Optical characterization of SiO2thin films using universal dispersion model over wide spectral range

Abstract

Vacuum evaporated SiO2 thin films are very important in a design and manufacturing of optical devices produced in optics industry. In this contribution a reliable and precise optical characterization of such SiO2 thin films is performed using the combined method of spectrophotometry at normal incidence and variable-angle spectroscopic ellipsometry applied over spectral range from far IR to extreme UV (0.01-45 eV). This method uses the Universal Dispersion Model based on parametrization of the joint density of states and structural model comprising film defects such as nanometric boundary roughness, inhomogeneity and area non-uniformity. The optical characterization over the wide spectral range provides not only the spectral dependencies of the optical constants of the films within the wide range but, more significantly, it enables their correct and precise determination within the spectral range of interest, i.e. the range of their transparency.
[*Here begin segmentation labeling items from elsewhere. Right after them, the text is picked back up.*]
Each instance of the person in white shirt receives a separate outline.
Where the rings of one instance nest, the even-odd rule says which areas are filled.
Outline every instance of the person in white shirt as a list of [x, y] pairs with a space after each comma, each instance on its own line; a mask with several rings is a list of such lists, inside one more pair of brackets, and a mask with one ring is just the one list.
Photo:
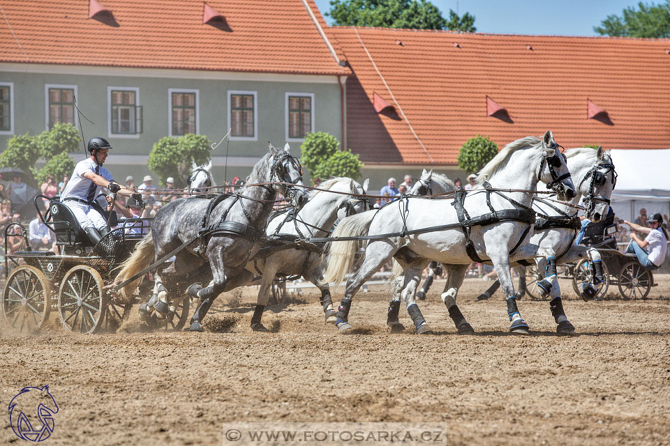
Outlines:
[[[121, 187], [114, 180], [112, 174], [103, 167], [110, 148], [112, 146], [105, 138], [91, 138], [87, 144], [91, 156], [75, 166], [75, 171], [61, 197], [94, 245], [108, 232], [104, 212], [95, 202], [98, 190], [107, 187], [112, 193], [123, 191], [128, 194], [133, 192]], [[107, 196], [105, 200], [107, 203], [114, 201], [112, 196]]]
[[630, 243], [626, 248], [627, 253], [635, 254], [637, 259], [646, 270], [653, 271], [661, 267], [665, 261], [668, 252], [668, 233], [663, 224], [663, 217], [660, 213], [655, 213], [647, 221], [648, 226], [623, 222], [633, 231], [648, 234], [645, 239], [640, 240], [634, 233], [630, 233]]
[[142, 192], [142, 199], [144, 201], [144, 203], [151, 206], [154, 206], [154, 203], [156, 201], [156, 195], [154, 192], [156, 190], [156, 186], [151, 185], [153, 180], [154, 178], [151, 178], [151, 175], [146, 175], [142, 180], [142, 183], [137, 186], [137, 190]]
[[53, 233], [40, 218], [39, 214], [28, 224], [28, 243], [34, 251], [47, 251], [54, 243]]

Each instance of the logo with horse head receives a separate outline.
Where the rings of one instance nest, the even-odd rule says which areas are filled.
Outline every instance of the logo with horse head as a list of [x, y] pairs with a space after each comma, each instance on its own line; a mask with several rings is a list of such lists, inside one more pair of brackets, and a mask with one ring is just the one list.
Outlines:
[[9, 420], [16, 436], [27, 441], [44, 441], [54, 431], [58, 405], [49, 386], [24, 387], [9, 403]]

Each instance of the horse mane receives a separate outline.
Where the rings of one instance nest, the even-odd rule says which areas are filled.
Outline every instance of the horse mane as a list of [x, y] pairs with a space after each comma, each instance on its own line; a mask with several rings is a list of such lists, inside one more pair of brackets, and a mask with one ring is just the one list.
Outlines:
[[[336, 176], [336, 177], [334, 178], [330, 178], [329, 180], [327, 180], [324, 181], [323, 183], [322, 183], [321, 184], [320, 184], [318, 187], [319, 187], [319, 189], [330, 190], [330, 189], [332, 189], [336, 184], [337, 184], [337, 183], [348, 183], [350, 181], [351, 181], [351, 178], [348, 178], [343, 177], [343, 176]], [[358, 183], [357, 183], [355, 181], [354, 182], [354, 184], [356, 185], [357, 186], [359, 185]], [[319, 193], [322, 192], [323, 192], [322, 190], [313, 190], [309, 191], [309, 193], [308, 194], [308, 199], [309, 199], [309, 200], [312, 199], [313, 198], [314, 198], [315, 197], [316, 197], [317, 195], [318, 195]]]
[[509, 161], [510, 155], [518, 150], [531, 147], [537, 148], [541, 147], [542, 140], [537, 137], [526, 137], [516, 141], [513, 141], [498, 153], [493, 159], [486, 163], [482, 168], [477, 176], [477, 183], [482, 184], [485, 180], [489, 179], [498, 171], [505, 169]]

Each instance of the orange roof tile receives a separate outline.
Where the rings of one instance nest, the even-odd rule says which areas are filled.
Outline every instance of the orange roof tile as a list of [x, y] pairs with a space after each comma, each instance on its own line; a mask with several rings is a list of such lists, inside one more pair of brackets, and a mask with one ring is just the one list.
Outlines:
[[[25, 55], [2, 20], [0, 62], [350, 74], [331, 55], [302, 0], [208, 0], [227, 27], [202, 24], [202, 1], [99, 0], [112, 15], [99, 20], [88, 18], [89, 3], [4, 0]], [[322, 22], [313, 0], [307, 4]]]
[[[375, 113], [376, 93], [400, 109]], [[551, 130], [565, 147], [670, 148], [669, 40], [332, 27], [347, 80], [347, 144], [368, 162], [455, 164], [477, 134], [502, 146]], [[507, 114], [487, 116], [486, 97]], [[589, 119], [587, 100], [609, 119]], [[403, 118], [404, 112], [426, 150]], [[427, 153], [426, 153], [427, 152]]]

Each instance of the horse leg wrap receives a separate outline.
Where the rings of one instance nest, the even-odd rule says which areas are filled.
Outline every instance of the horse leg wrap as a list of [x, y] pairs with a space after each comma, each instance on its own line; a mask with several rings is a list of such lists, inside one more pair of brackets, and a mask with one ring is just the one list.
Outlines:
[[556, 323], [558, 324], [556, 331], [559, 333], [574, 333], [574, 327], [565, 317], [565, 312], [563, 311], [563, 304], [561, 298], [556, 298], [550, 302], [549, 308], [551, 309], [551, 316], [553, 316]]
[[509, 321], [512, 325], [509, 325], [510, 331], [528, 330], [528, 324], [521, 318], [521, 315], [519, 313], [519, 307], [516, 306], [516, 299], [514, 296], [510, 296], [507, 298], [507, 316], [509, 316]]
[[490, 299], [491, 296], [493, 295], [493, 293], [498, 291], [498, 289], [500, 287], [500, 281], [495, 281], [491, 286], [489, 287], [486, 291], [477, 296], [477, 300], [486, 300], [486, 299]]
[[407, 312], [410, 314], [410, 317], [412, 318], [414, 326], [417, 329], [417, 334], [422, 334], [431, 332], [430, 328], [428, 328], [428, 324], [426, 323], [426, 319], [424, 318], [424, 315], [421, 314], [421, 310], [419, 309], [419, 306], [417, 304], [410, 304], [410, 306], [407, 307]]

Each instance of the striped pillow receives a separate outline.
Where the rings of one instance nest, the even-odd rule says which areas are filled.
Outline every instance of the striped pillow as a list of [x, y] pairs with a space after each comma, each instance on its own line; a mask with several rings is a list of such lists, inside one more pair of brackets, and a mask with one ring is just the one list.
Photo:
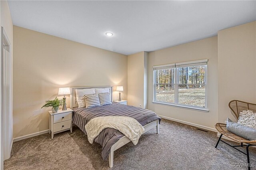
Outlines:
[[85, 95], [84, 99], [86, 103], [86, 108], [90, 108], [100, 106], [99, 95], [98, 93]]
[[228, 118], [227, 119], [228, 130], [245, 139], [256, 140], [256, 129], [239, 124]]
[[100, 102], [100, 105], [110, 105], [112, 104], [110, 100], [110, 96], [108, 93], [98, 93]]

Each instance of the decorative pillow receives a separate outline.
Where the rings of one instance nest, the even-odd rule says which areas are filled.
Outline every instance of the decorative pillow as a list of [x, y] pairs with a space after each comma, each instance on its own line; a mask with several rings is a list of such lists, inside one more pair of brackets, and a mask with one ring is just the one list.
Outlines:
[[256, 113], [249, 110], [240, 112], [237, 123], [256, 128]]
[[95, 89], [76, 89], [76, 101], [78, 104], [78, 108], [84, 107], [86, 106], [84, 95], [90, 95], [95, 93]]
[[99, 95], [98, 93], [85, 95], [84, 99], [86, 103], [86, 108], [91, 108], [100, 106]]
[[234, 134], [245, 139], [256, 140], [256, 129], [234, 122], [228, 118], [227, 119], [227, 129]]
[[100, 105], [110, 105], [112, 104], [110, 100], [110, 96], [108, 93], [98, 93]]
[[109, 93], [109, 89], [108, 88], [95, 88], [95, 93]]

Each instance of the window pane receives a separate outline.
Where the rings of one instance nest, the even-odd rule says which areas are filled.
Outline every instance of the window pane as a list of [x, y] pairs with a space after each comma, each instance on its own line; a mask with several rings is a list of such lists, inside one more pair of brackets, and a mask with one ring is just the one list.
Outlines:
[[205, 84], [205, 65], [179, 67], [179, 84]]
[[179, 85], [178, 103], [194, 106], [205, 107], [204, 85]]
[[156, 70], [156, 83], [173, 84], [174, 80], [175, 69]]
[[156, 100], [164, 102], [174, 103], [174, 85], [156, 85]]

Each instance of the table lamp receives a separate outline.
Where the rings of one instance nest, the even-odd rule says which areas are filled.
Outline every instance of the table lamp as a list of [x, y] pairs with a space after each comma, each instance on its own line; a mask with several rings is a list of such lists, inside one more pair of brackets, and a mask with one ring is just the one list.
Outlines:
[[118, 101], [121, 101], [121, 100], [120, 91], [124, 91], [124, 88], [122, 86], [116, 86], [116, 91], [119, 91], [119, 99], [118, 99]]
[[66, 105], [66, 95], [70, 94], [70, 89], [69, 87], [60, 87], [59, 88], [58, 95], [64, 95], [63, 96], [63, 107], [62, 111], [67, 110], [67, 107]]

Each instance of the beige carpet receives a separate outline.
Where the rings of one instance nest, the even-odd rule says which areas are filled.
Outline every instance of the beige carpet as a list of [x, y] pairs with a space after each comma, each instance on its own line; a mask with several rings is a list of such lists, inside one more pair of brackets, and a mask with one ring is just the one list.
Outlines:
[[[134, 146], [130, 142], [114, 152], [112, 170], [246, 170], [234, 168], [246, 163], [246, 156], [220, 142], [216, 132], [165, 119], [160, 133], [152, 129]], [[243, 149], [244, 150], [245, 149]], [[251, 147], [251, 162], [256, 164], [256, 148]], [[5, 170], [105, 170], [108, 161], [101, 157], [101, 146], [90, 144], [86, 136], [74, 127], [53, 139], [46, 134], [14, 142]], [[256, 169], [256, 167], [252, 169]]]

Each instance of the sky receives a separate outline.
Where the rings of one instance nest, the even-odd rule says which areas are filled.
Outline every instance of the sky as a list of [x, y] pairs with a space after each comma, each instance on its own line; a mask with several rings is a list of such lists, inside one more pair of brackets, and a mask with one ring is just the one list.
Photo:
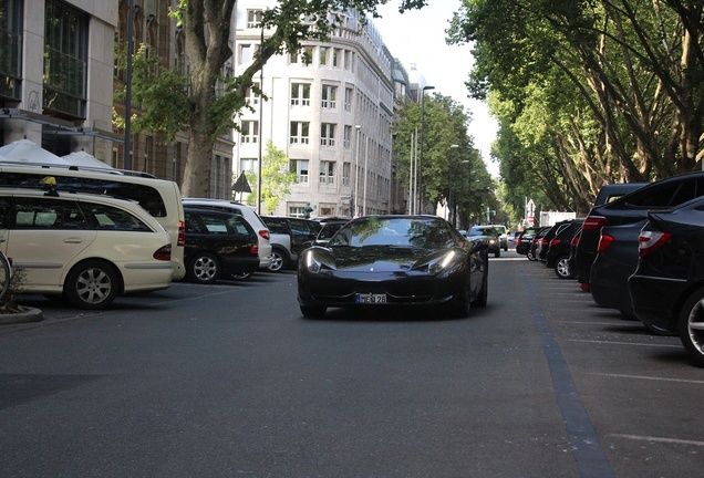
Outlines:
[[462, 4], [460, 0], [429, 0], [421, 10], [398, 13], [401, 0], [390, 0], [379, 7], [381, 19], [373, 22], [391, 53], [401, 61], [406, 71], [411, 64], [425, 77], [428, 85], [435, 86], [433, 93], [449, 96], [472, 113], [469, 136], [482, 152], [484, 163], [491, 176], [498, 176], [498, 165], [489, 158], [491, 143], [496, 138], [497, 122], [485, 103], [467, 97], [465, 82], [472, 69], [469, 45], [447, 45], [445, 30], [449, 27], [453, 13]]

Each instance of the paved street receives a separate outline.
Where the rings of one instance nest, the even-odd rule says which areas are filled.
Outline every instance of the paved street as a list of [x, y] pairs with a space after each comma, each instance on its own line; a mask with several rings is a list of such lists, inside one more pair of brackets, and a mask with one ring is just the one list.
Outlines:
[[[704, 371], [514, 252], [489, 305], [302, 319], [296, 276], [42, 298], [0, 328], [0, 476], [682, 477]], [[373, 311], [372, 311], [373, 312]]]

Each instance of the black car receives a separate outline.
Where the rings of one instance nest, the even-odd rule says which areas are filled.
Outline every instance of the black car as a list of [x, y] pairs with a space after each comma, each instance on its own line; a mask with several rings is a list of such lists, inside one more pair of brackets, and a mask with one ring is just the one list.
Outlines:
[[319, 221], [287, 216], [262, 216], [261, 220], [269, 228], [272, 256], [269, 270], [272, 272], [294, 268], [298, 256], [322, 228]]
[[487, 245], [436, 216], [364, 216], [327, 247], [307, 249], [298, 302], [307, 318], [328, 308], [436, 306], [466, 316], [488, 293]]
[[594, 206], [582, 226], [574, 269], [577, 279], [589, 289], [591, 264], [597, 259], [601, 228], [638, 222], [648, 211], [666, 210], [704, 195], [704, 172], [687, 173], [639, 187], [610, 202]]
[[467, 231], [467, 239], [484, 241], [494, 257], [501, 257], [500, 232], [494, 226], [473, 226]]
[[571, 279], [573, 277], [569, 264], [570, 247], [584, 219], [572, 219], [562, 222], [548, 245], [546, 266], [552, 268], [555, 274], [560, 279]]
[[259, 268], [259, 242], [253, 228], [234, 212], [184, 207], [186, 278], [213, 283], [249, 278]]
[[629, 279], [635, 316], [679, 333], [693, 362], [704, 366], [704, 198], [650, 212], [639, 254]]
[[591, 264], [589, 291], [598, 305], [615, 309], [625, 319], [634, 319], [629, 277], [638, 266], [638, 238], [645, 219], [601, 228], [597, 259]]
[[530, 245], [532, 245], [532, 238], [539, 230], [540, 227], [537, 226], [524, 229], [524, 231], [516, 238], [516, 252], [527, 254], [530, 249]]

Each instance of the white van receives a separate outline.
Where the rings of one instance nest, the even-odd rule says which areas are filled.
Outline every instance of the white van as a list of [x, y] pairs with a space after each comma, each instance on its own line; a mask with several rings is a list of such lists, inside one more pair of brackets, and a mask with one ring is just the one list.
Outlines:
[[179, 280], [186, 276], [186, 222], [180, 190], [176, 183], [138, 172], [0, 160], [0, 187], [37, 188], [46, 176], [55, 178], [59, 191], [107, 194], [138, 202], [170, 237], [174, 279]]

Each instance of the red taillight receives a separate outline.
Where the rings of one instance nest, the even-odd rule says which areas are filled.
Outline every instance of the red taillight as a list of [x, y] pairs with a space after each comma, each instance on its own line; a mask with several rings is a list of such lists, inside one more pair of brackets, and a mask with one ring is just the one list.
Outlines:
[[186, 222], [178, 221], [178, 241], [176, 246], [185, 246], [186, 245]]
[[158, 248], [153, 257], [156, 260], [172, 260], [172, 245]]
[[602, 233], [601, 238], [599, 238], [599, 246], [597, 247], [597, 252], [601, 253], [605, 251], [607, 249], [611, 247], [613, 241], [614, 241], [613, 236]]
[[588, 216], [582, 225], [582, 231], [599, 229], [609, 222], [603, 216]]
[[639, 256], [645, 257], [655, 252], [658, 249], [667, 243], [671, 237], [672, 235], [670, 232], [641, 231], [641, 235], [638, 238]]

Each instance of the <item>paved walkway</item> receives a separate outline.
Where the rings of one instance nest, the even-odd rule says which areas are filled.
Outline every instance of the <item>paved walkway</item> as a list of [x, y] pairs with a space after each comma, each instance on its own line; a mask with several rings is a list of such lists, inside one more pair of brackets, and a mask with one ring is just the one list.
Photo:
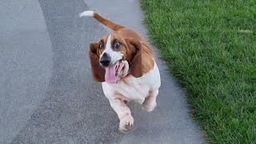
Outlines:
[[87, 55], [110, 30], [79, 18], [86, 10], [146, 35], [134, 0], [0, 2], [0, 143], [204, 143], [184, 91], [159, 59], [158, 107], [130, 104], [134, 130], [118, 131]]

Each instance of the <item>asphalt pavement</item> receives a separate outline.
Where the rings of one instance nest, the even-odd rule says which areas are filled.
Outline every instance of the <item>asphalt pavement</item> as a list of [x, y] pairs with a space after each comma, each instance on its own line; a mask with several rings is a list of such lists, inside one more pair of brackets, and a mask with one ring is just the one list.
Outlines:
[[82, 11], [95, 10], [146, 37], [134, 0], [0, 2], [0, 143], [205, 143], [185, 91], [158, 57], [158, 107], [129, 104], [134, 129], [118, 119], [91, 78], [89, 45], [110, 30]]

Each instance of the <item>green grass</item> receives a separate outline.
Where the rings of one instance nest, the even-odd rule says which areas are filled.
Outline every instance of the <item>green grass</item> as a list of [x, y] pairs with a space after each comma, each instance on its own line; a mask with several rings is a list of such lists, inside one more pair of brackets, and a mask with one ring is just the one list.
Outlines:
[[209, 142], [254, 143], [256, 1], [141, 0], [141, 5], [151, 42], [186, 89]]

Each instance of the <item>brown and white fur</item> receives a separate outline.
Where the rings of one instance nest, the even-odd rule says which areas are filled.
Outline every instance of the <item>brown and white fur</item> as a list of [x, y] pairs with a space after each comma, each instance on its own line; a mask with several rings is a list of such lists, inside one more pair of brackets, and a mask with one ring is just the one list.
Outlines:
[[[100, 42], [90, 43], [89, 54], [94, 79], [102, 82], [105, 95], [118, 115], [119, 130], [127, 132], [134, 125], [127, 102], [142, 104], [147, 111], [152, 111], [157, 105], [161, 81], [153, 51], [136, 31], [105, 19], [94, 11], [84, 11], [80, 14], [80, 17], [83, 16], [94, 17], [114, 30]], [[118, 80], [106, 82], [106, 70], [113, 65], [117, 66]]]

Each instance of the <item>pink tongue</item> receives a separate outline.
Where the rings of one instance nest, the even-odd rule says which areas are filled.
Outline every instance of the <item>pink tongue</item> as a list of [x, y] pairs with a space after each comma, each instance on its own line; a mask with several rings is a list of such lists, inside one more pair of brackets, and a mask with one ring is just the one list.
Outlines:
[[109, 83], [115, 83], [118, 81], [116, 76], [116, 70], [118, 69], [118, 62], [116, 62], [111, 66], [106, 67], [105, 81]]

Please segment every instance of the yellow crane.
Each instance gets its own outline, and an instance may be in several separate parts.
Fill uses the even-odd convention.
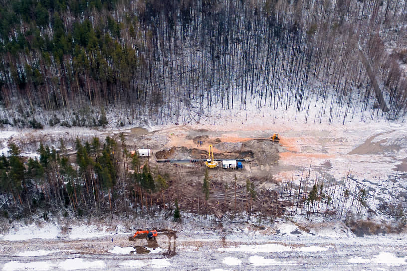
[[[207,167],[209,167],[209,168],[214,168],[215,167],[217,167],[217,166],[219,165],[218,162],[215,161],[215,159],[213,158],[213,151],[212,149],[212,145],[209,145],[208,158],[206,159],[206,161],[205,162],[205,164],[206,165]]]

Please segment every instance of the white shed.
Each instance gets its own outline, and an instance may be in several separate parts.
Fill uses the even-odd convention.
[[[151,155],[151,150],[149,148],[137,149],[137,152],[138,152],[140,157],[149,157]],[[136,151],[132,150],[132,155],[134,155],[135,153],[136,153]]]
[[[222,161],[223,168],[236,168],[236,160],[223,160]]]

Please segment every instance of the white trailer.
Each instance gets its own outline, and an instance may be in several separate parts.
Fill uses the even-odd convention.
[[[236,168],[236,160],[223,160],[222,167],[223,168]]]
[[[132,150],[131,154],[134,155],[136,154],[136,150]],[[151,155],[151,150],[149,148],[139,148],[137,149],[137,153],[139,157],[149,157]]]

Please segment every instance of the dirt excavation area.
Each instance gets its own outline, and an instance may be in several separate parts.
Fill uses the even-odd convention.
[[[166,206],[176,199],[181,220],[162,206],[149,219],[116,218],[97,228],[81,221],[7,226],[0,270],[405,270],[406,132],[404,124],[384,122],[7,131],[0,146],[19,143],[27,157],[37,155],[38,140],[57,147],[60,136],[119,142],[123,133],[129,150],[151,149],[142,163],[167,174]],[[207,169],[205,201],[210,145],[219,166]],[[241,168],[222,168],[222,160],[236,159]],[[320,197],[310,204],[314,184]],[[130,240],[152,228],[165,230],[155,240]]]
[[[320,212],[339,215],[344,191],[352,192],[353,200],[343,204],[344,216],[348,211],[356,211],[357,193],[364,189],[366,217],[369,210],[377,214],[380,206],[384,208],[384,202],[391,202],[392,197],[400,196],[403,204],[406,203],[406,132],[404,126],[388,123],[330,126],[195,125],[144,130],[141,134],[140,129],[132,130],[126,134],[126,143],[134,148],[151,149],[152,156],[143,160],[170,174],[171,196],[177,198],[182,209],[193,213],[207,211],[202,190],[206,169],[204,161],[208,158],[211,145],[219,166],[208,169],[210,195],[206,208],[218,219],[230,218],[238,213],[241,215],[247,207],[253,213],[261,212],[264,217],[287,211],[293,214],[293,205],[296,213],[303,213],[297,202],[300,208],[306,206],[301,205],[304,202],[298,195],[305,200],[314,184],[322,185],[331,197],[330,204],[324,205],[323,201],[318,204]],[[279,134],[278,142],[271,138],[274,133]],[[221,160],[234,159],[243,161],[242,168],[221,168]],[[169,162],[171,160],[195,161]],[[166,162],[159,162],[163,161]],[[247,181],[256,192],[256,200],[248,207],[245,205]]]

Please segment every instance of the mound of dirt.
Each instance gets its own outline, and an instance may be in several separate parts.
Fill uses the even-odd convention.
[[[242,150],[241,142],[222,142],[213,146],[217,149],[225,151],[240,151]]]
[[[203,142],[205,142],[208,138],[209,138],[209,136],[206,136],[206,135],[204,136],[195,136],[193,138],[192,138],[192,141],[194,141],[194,143],[196,144],[199,144],[200,141],[202,141]]]
[[[205,150],[186,147],[173,147],[156,152],[158,159],[204,159],[207,156]]]

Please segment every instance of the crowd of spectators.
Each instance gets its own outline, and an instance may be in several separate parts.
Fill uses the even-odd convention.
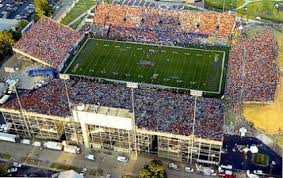
[[[88,80],[66,81],[71,106],[96,104],[132,111],[131,89],[124,85],[103,84]],[[64,81],[54,79],[47,86],[20,95],[22,108],[54,116],[71,116]],[[195,113],[196,102],[196,114]],[[138,128],[221,140],[223,103],[214,98],[196,98],[151,87],[134,89],[135,118]],[[17,99],[2,107],[19,109]]]
[[[137,28],[139,31],[151,30],[157,35],[160,32],[179,32],[228,37],[233,31],[235,16],[210,11],[176,11],[119,4],[98,4],[94,24]]]
[[[42,17],[15,45],[15,49],[58,67],[80,40],[80,33]]]
[[[234,106],[274,100],[279,83],[277,55],[277,42],[271,31],[243,37],[232,46],[226,94]]]

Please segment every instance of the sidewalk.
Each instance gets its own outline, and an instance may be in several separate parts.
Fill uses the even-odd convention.
[[[122,175],[133,175],[138,176],[138,171],[148,164],[154,157],[150,156],[139,156],[138,159],[134,159],[132,155],[129,155],[129,162],[122,163],[118,162],[117,152],[112,152],[110,155],[102,152],[96,153],[96,160],[91,161],[84,158],[86,154],[84,148],[82,148],[81,154],[71,154],[62,151],[40,149],[39,147],[33,147],[31,145],[24,145],[20,143],[9,143],[0,141],[0,153],[8,153],[11,155],[11,159],[16,162],[21,162],[24,165],[39,167],[43,169],[50,169],[54,171],[63,171],[59,169],[52,169],[50,166],[52,163],[60,163],[64,165],[71,165],[81,170],[82,168],[87,168],[88,170],[102,169],[103,175],[111,173],[112,178],[120,178]],[[37,165],[22,162],[23,157],[29,157],[38,160]],[[5,159],[0,159],[5,160]],[[167,167],[169,161],[162,160],[165,167]],[[179,164],[181,166],[181,171],[168,170],[167,175],[170,178],[189,178],[189,177],[199,177],[203,176],[196,174],[189,174],[184,172],[185,164]],[[90,171],[87,171],[86,178],[99,177],[89,175]],[[102,176],[102,177],[104,177]]]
Furthermore, measurements in the ranges of film absorption, i. e. phonon excitations in IR and electron excitations in UV, reveal information about the material structure. The results of the optical characterization of the SiO2 thin films prepared on silicon single crystal substrates under various technological conditions are presented in detail for two selected samples. Beside film thicknesses and values of dispersion parameters and spectral dependencies of the optical constants of the SiO2 films, the characterization also enables quantification of film defects and their parameters are presented as well. The results concerning the optical constants of SiO2 films are compared with silica optical constants determined in our earlier studies.